The market no longer believes the Fed intends to hike rates in March.
Futures traders at the CME now indicate the central bank will not move on rates until June, following a major selloff in the market Friday morning. The chance of a March hike, above 50 percent just a few days ago, has dwindled to 35 percent.
The next closest month for a hike is now June, which has a 54 percent probability. Earlier in the morning, expectations had put the hike off until July, but that pulled in after New York Fed President William Dudley said in a speech that he still sees rates on a steady trajectory higher.

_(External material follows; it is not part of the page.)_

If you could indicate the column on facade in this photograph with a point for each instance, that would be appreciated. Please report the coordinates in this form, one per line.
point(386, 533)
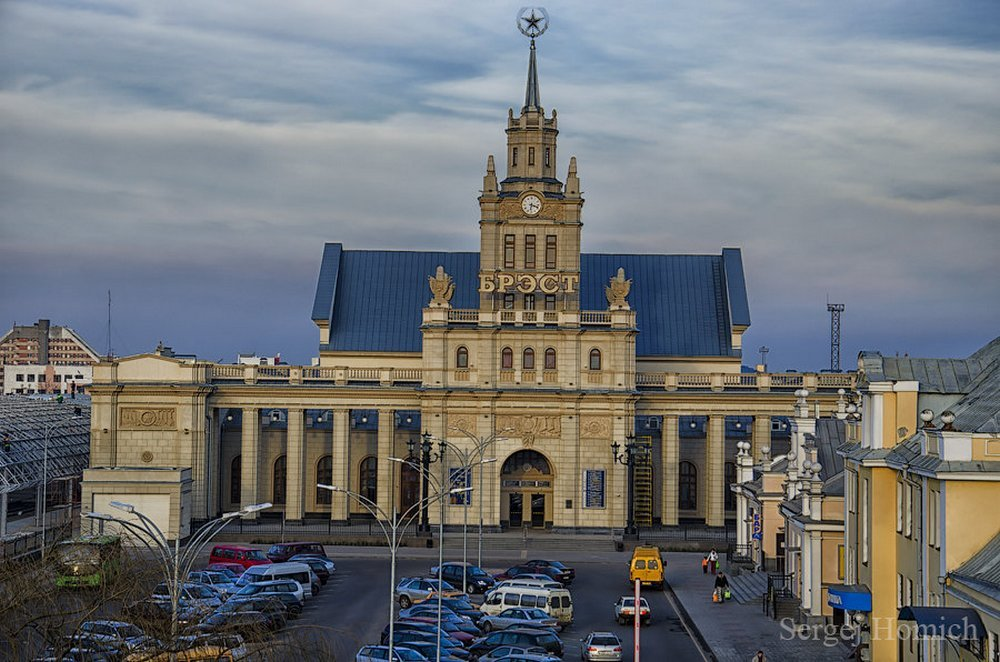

The decline comes amid a slowing economy, tumbling oil and weakness in Japan. Fed officials, who had indicated in December hopes to raise rates four times in 2016, have been backing off amid the turmoil.
St. Louis Fed President James Bullard said in a speech Thursday morning that the continuing plunge in oil prices could impact the U.S. central bank's decision-making process. Oil is down nearly 18 percent in January alone, pulling the stock market down with it and causing worries that the U.S. economy will enter a prolonged slowdown. The S&P 500 is off nearly 8 percent for the month.
The Federal Open Market Committee in December raised the target a quarter-point for the funds rate it uses to influence broader interest rates. It was the first rate hike in more than nine years, and Fed officials indicated they expect four more hikes this year. Under current trading expectations, there is virtually no chance of that happening.